Dive Brief:
- Middle schools are eyeing ways to get students more involved in career preparation as mounting evidence indicates that seventh and eighth grade can be a key disengagement point.
- Spark — a nonprofit serving students in San Francisco, Los Angeles, Oakland, Philadelphia, and Chicago — offers at-risk students adult professional mentors.
- The program and others like it have attracted attention from startups and digital companies, as well as other nonprofits, interested in investing in education.
Dive Insight:
Research has found that 60-70% of middle school students become chronically disengaged in grades 7-8. A study released by ACT found that students who enter high school without key math and reading skills typically never catch up. Though research into the effect of career preparation on those issues is lacking, middle school-level career prep programs appear to be gaining steam nonetheless. High school is often seen as too late to intervene with struggling students.
“Although young people physically drop out in high school, they mentally disengage in middle school.

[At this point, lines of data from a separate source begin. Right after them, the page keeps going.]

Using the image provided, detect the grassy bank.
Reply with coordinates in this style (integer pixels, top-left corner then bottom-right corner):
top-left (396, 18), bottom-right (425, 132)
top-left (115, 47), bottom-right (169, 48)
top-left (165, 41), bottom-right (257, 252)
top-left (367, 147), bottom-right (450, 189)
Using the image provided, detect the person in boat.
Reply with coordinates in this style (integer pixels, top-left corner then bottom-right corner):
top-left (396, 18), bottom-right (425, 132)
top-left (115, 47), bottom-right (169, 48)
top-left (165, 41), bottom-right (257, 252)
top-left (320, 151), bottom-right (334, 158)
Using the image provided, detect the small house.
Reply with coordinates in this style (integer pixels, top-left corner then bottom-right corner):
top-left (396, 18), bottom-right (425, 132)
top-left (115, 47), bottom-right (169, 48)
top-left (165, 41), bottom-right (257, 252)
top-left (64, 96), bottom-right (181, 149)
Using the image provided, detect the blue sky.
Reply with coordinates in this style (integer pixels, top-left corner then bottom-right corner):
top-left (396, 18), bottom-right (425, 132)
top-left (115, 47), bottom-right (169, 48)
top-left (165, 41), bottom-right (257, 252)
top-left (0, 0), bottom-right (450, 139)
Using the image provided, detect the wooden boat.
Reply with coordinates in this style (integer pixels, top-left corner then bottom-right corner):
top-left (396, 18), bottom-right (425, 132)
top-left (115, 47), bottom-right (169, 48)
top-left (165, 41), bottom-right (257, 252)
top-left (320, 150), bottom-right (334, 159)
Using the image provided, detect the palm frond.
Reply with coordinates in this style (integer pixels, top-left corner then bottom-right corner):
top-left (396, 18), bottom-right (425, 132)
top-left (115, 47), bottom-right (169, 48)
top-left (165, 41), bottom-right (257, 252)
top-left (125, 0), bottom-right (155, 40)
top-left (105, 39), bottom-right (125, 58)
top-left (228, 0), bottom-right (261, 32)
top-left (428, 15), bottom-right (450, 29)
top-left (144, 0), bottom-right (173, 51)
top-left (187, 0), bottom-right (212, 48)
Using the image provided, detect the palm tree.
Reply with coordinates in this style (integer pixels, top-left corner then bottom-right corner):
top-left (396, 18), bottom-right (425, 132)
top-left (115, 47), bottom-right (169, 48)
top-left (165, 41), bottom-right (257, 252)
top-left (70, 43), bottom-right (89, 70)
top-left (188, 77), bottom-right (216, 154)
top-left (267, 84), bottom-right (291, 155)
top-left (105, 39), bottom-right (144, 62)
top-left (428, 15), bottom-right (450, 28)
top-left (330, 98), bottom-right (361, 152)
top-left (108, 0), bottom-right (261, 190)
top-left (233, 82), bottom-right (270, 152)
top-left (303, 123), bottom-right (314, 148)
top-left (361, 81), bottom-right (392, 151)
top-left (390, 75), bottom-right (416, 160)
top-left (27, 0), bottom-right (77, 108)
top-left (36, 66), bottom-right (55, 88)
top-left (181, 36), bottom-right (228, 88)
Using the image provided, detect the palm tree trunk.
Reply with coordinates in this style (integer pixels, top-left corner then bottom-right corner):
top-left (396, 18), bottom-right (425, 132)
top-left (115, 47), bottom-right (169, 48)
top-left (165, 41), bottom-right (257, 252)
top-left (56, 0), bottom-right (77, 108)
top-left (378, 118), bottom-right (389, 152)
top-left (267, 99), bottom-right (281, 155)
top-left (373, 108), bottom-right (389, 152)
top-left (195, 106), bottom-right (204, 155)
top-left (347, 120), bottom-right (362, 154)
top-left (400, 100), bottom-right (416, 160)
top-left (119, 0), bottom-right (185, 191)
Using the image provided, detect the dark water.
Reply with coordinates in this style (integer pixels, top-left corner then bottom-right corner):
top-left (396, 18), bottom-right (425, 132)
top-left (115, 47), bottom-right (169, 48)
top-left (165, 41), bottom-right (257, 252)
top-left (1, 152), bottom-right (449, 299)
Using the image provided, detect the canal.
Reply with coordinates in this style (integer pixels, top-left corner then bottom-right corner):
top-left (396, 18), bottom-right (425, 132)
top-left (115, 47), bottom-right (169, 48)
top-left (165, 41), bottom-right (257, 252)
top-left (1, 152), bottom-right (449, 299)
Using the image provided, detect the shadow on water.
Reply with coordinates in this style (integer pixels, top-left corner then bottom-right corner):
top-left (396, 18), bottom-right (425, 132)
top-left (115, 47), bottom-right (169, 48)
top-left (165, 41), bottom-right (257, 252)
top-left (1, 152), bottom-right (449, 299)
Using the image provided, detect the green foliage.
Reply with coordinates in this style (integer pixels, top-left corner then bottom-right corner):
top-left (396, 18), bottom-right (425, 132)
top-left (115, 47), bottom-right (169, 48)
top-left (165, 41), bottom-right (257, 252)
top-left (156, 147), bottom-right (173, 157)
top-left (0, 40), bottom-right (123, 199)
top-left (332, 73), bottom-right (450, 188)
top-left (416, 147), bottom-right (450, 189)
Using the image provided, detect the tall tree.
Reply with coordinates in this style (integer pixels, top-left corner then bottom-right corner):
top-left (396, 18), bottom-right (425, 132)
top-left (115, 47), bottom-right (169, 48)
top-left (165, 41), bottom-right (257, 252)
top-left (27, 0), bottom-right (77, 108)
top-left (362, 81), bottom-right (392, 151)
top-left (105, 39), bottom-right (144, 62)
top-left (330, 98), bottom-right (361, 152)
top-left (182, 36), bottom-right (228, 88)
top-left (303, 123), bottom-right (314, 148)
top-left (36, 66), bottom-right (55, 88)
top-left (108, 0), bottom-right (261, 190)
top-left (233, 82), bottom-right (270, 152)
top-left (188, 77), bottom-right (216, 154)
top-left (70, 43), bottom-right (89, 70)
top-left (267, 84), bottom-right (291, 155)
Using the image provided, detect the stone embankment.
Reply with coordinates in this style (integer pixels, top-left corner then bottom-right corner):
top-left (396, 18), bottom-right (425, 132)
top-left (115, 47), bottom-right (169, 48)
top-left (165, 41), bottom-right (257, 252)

That’s where we lose them,” Ayeola Fortune, director of youth success for United Way in Virginia. United Way has also funded projects to help keep middle schoolers on track.
Pairing students with a mentor during the turbulent early teen years may provide them with more guidance and support, keeping them engaged and preventing interventions further down the line. “Developmentally, it’s a challenging age,” Jason A. Cascarino, the CEO of Spark, told Education Week. “We need to meet middle school kids where they are. They are going through the process of identity formation and finding their place in the world.”